LG: To kick off the interview, could you explain what exactly market profiling is?
Market profiling is identifying, measuring and segmenting your target market. It helps you to better understand your current positioning with your existing customers and their industries as well as serving as a laser point to spot any missing opportunities within your existing target market. It also helps you to build a picture of what markets you can enter, how big each one is and which parts you can target.
LG: Simply put: why should organisations bother with market profiling in 2022? What benefits does it bring?
You don’t know what you don’t know. By sizing current markets and new markets (UK and/or abroad) – it enables you to measure how big your opportunities are. Armed with firmographic and financial data, it enables you to understand the types of business and fit with your value proposition(s). Furthermore, it allows you to prioritise the businesses that you want to target and work with.
LG: What defines ‘good’ market profiling? What measures of success should organisations be on the lookout for?
It depends on what your ideal customer profile (ICP) looks like. Good market profiling is finding lookalike ICP and quantifying how big those opportunities are in terms of your average deal size. There is no point in chasing small and/or cash-strapped businesses if you have an average deal size of £1m.
LG: How can organisations actually ‘do’ market profiling? What are some of the common hurdles to be wary of? How can organisations overcome them?
It’s about data and analysis – looking inwards first to map your ICP, which segments are you the most profitable, understanding what good looks like for your business. Once you have this, you need data to support you in mapping the industries that you are looking for or commission a consultancy to support you to carry out the work.
LG: What about international hurdles? How can organisations approach profiling a market abroad?
Yes, one of the more daunting strategies for any business is how to plan to operate abroad. Even for digital businesses, this means marketing to and communicating with another culture and an alien marketplace. We find that businesses looking to expand abroad face the most difficult task and the highest risk in entering new markets and launching new products and/or services. In these cases, we supplement the insights we provide with expertise in international business (I have a MSc in International Business and was previously in charge of a global demand generation team).
Furthermore, there’s help when it comes to identifying who wants to buy your products or services abroad. Not only does market profiling allow you to identify and prioritise target accounts, but it can overlay who is in-market to buy.
LG: Needless to say, market profiling is not a once and done solution. How can organisations continue to develop this and drive the best results possible?
Once you have the baseline, I would update it at least quarterly, depending on the industries that you are working with.
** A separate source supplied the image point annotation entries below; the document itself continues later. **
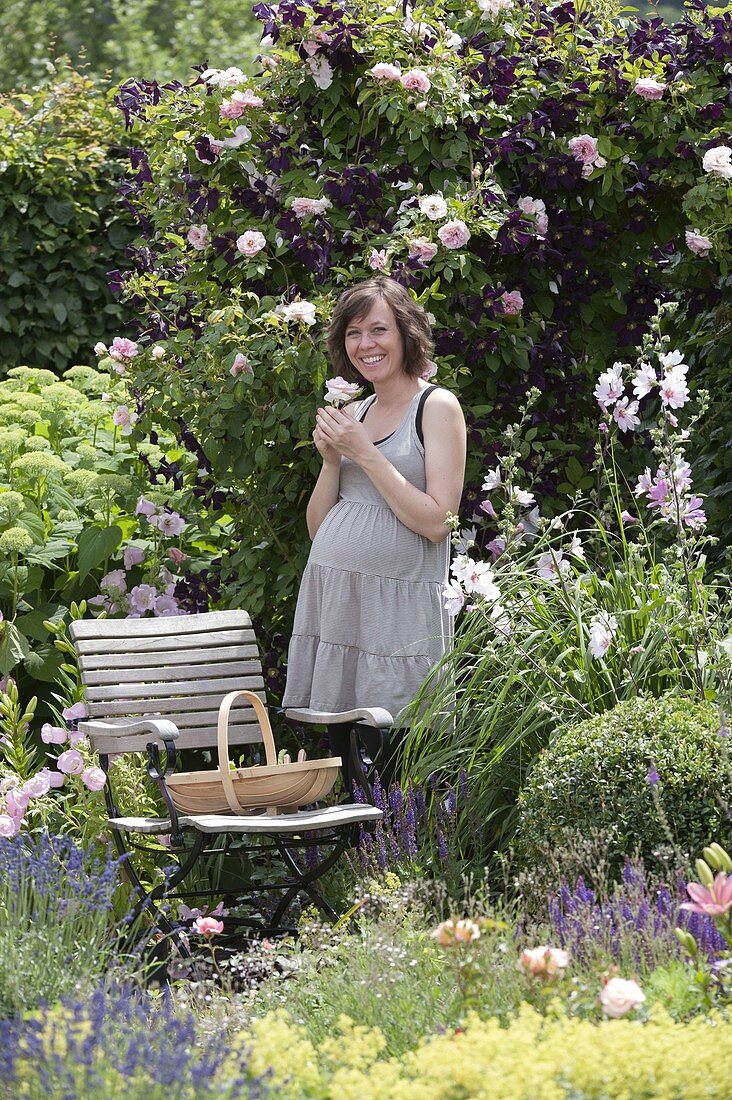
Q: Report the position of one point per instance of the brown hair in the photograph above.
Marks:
(411, 321)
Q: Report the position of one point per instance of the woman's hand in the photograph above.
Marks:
(343, 433)
(329, 454)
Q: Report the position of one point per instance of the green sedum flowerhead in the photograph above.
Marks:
(15, 540)
(42, 464)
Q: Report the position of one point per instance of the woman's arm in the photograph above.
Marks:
(445, 462)
(327, 486)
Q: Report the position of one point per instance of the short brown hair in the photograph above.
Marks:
(411, 320)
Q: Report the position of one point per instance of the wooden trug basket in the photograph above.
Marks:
(274, 787)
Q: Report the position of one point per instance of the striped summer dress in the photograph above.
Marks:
(370, 620)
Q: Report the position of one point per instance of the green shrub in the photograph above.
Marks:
(601, 774)
(62, 226)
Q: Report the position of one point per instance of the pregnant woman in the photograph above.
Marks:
(370, 620)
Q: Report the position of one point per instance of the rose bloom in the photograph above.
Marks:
(94, 778)
(240, 365)
(619, 996)
(384, 72)
(718, 161)
(70, 762)
(433, 207)
(583, 149)
(454, 234)
(198, 237)
(207, 926)
(339, 391)
(251, 242)
(422, 249)
(299, 311)
(122, 349)
(544, 961)
(416, 80)
(513, 301)
(648, 88)
(697, 242)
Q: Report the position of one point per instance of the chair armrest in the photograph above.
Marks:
(127, 735)
(369, 715)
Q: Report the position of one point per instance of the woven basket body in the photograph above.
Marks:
(273, 787)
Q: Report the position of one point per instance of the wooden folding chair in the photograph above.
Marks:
(154, 685)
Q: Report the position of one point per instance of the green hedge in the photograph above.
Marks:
(62, 224)
(599, 774)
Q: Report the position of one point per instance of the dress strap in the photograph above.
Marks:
(421, 406)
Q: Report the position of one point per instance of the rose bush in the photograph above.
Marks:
(531, 172)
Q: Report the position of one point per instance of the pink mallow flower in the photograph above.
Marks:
(583, 149)
(544, 961)
(647, 88)
(619, 996)
(207, 926)
(122, 350)
(240, 365)
(168, 524)
(94, 778)
(251, 243)
(513, 303)
(385, 72)
(714, 900)
(70, 762)
(416, 80)
(454, 234)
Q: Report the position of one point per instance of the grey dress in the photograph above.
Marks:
(370, 620)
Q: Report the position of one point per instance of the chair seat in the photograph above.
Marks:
(301, 822)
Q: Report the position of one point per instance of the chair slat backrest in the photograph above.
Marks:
(176, 667)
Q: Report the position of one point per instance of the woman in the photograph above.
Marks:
(370, 622)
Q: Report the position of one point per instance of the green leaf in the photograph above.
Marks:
(13, 648)
(95, 545)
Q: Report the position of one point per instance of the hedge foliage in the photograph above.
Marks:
(496, 96)
(61, 221)
(634, 772)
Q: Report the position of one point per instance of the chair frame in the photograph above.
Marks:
(151, 685)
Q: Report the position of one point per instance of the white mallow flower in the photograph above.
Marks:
(433, 207)
(476, 576)
(718, 161)
(298, 311)
(602, 629)
(624, 415)
(610, 385)
(492, 480)
(644, 381)
(454, 597)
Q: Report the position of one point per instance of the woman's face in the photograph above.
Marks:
(374, 344)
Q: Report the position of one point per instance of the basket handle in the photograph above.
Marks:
(222, 735)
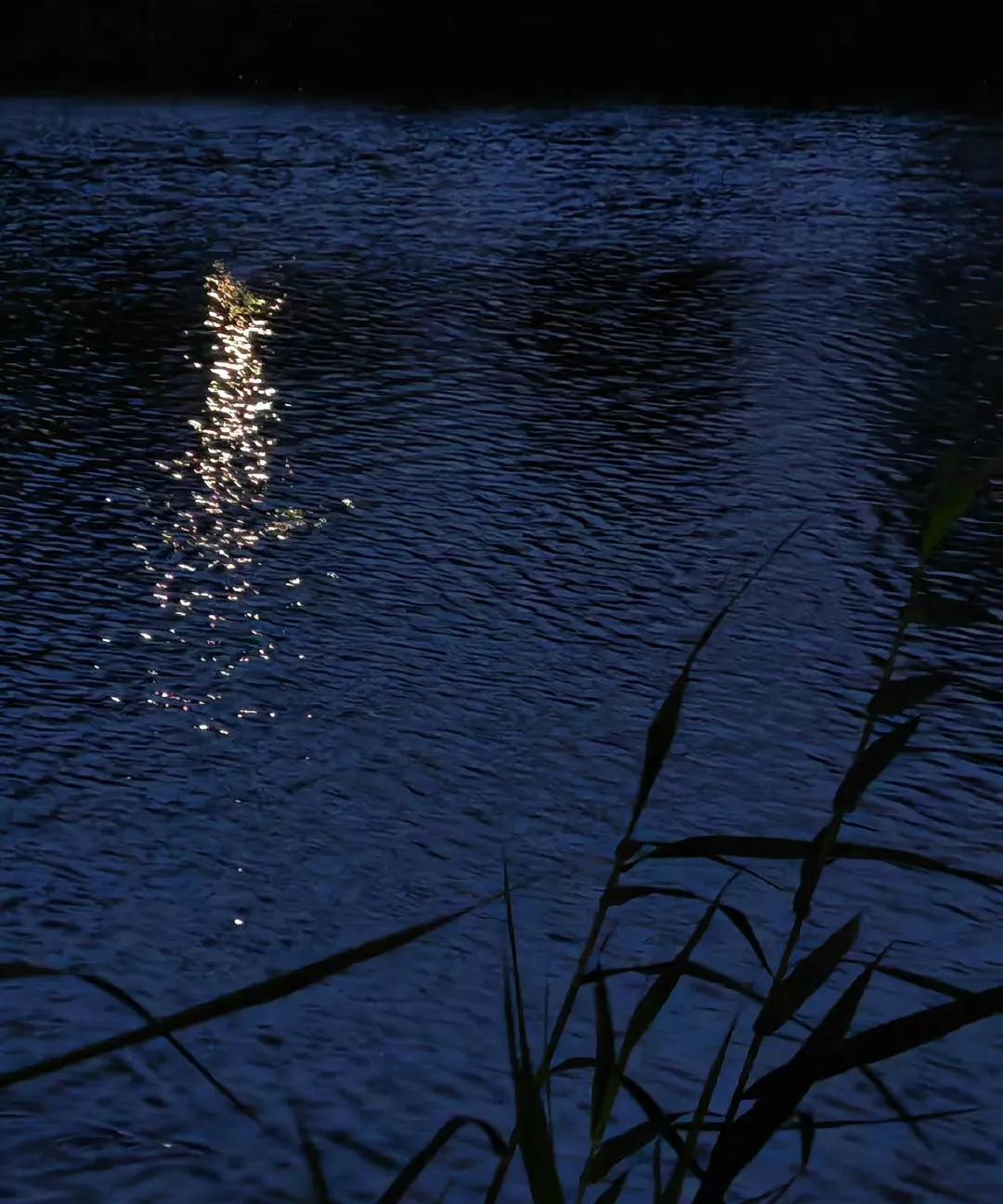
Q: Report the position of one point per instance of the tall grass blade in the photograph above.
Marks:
(658, 993)
(661, 1123)
(900, 1036)
(620, 895)
(743, 1139)
(673, 1193)
(812, 869)
(871, 764)
(951, 496)
(10, 971)
(613, 1191)
(402, 1184)
(532, 1132)
(807, 1129)
(624, 1145)
(683, 966)
(319, 1190)
(790, 849)
(926, 981)
(930, 609)
(893, 1103)
(665, 725)
(604, 1085)
(806, 978)
(276, 988)
(896, 696)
We all know that some industries move faster than others. You can read more about it in this scoping article.
LG: Let’s talk tech: are there any core pieces of tech you need when approaching market profiling?
No tech is needed for market profiling – however, after you have mapped where the opportunity is, I see three options;
- Feed such data into your CRM to facilitate analysis, campaigns and prioritisation.
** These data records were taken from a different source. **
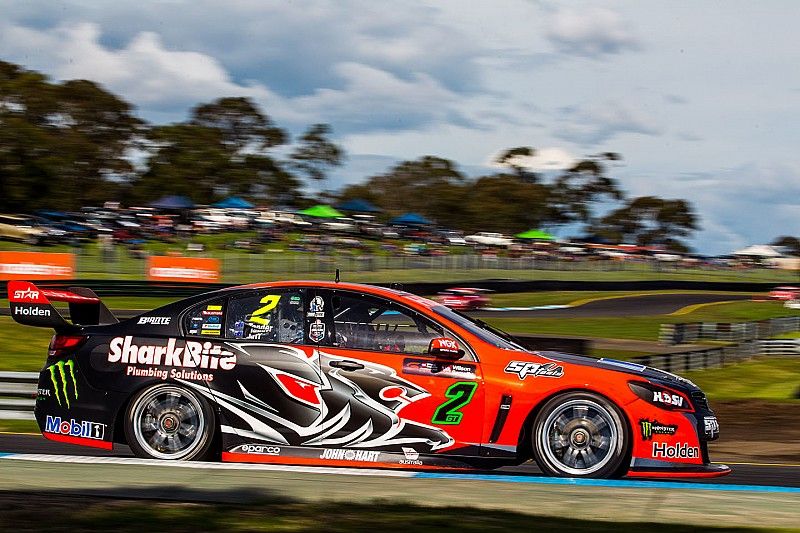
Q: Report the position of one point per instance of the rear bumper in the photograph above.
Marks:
(680, 471)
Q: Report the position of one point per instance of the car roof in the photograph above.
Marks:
(374, 290)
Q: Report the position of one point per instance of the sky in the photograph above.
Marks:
(701, 98)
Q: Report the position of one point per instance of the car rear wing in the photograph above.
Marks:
(32, 306)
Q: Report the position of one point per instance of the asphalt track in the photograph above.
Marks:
(630, 305)
(779, 475)
(644, 305)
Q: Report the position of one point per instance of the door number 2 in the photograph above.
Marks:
(459, 395)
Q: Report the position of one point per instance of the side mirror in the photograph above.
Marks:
(445, 348)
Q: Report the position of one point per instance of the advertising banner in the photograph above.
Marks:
(170, 268)
(36, 265)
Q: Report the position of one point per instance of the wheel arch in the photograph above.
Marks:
(119, 417)
(525, 445)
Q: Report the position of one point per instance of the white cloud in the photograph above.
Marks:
(551, 158)
(591, 32)
(597, 123)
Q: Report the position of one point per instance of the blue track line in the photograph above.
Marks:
(615, 483)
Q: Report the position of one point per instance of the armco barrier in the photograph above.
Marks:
(17, 395)
(728, 332)
(178, 289)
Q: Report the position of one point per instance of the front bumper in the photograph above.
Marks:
(679, 471)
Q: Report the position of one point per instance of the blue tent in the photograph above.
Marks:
(358, 206)
(173, 203)
(233, 202)
(411, 219)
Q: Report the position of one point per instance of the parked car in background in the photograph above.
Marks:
(489, 239)
(784, 293)
(463, 298)
(27, 230)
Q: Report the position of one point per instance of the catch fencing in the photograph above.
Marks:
(671, 334)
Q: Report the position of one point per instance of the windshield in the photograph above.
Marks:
(480, 329)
- Overlay intent-based software to further prioritise in-market accounts that fit your ICP.
- Drive display and social campaign integration with priority and in-market accounts.
LG: What are your key takeaway pieces of advice for marketers who want to approach market profiling?
I have two key takeaways.
First, start with your customers and how best you are serving them and then expand from there. Many businesses don’t understand how and where they make money today, so how can they prioritise?
Second, never underestimate how good quality research enables good business decisions. Being able to identify the size of the market, prioritise the opportunities and then communicate in-market is the holy grail for investors.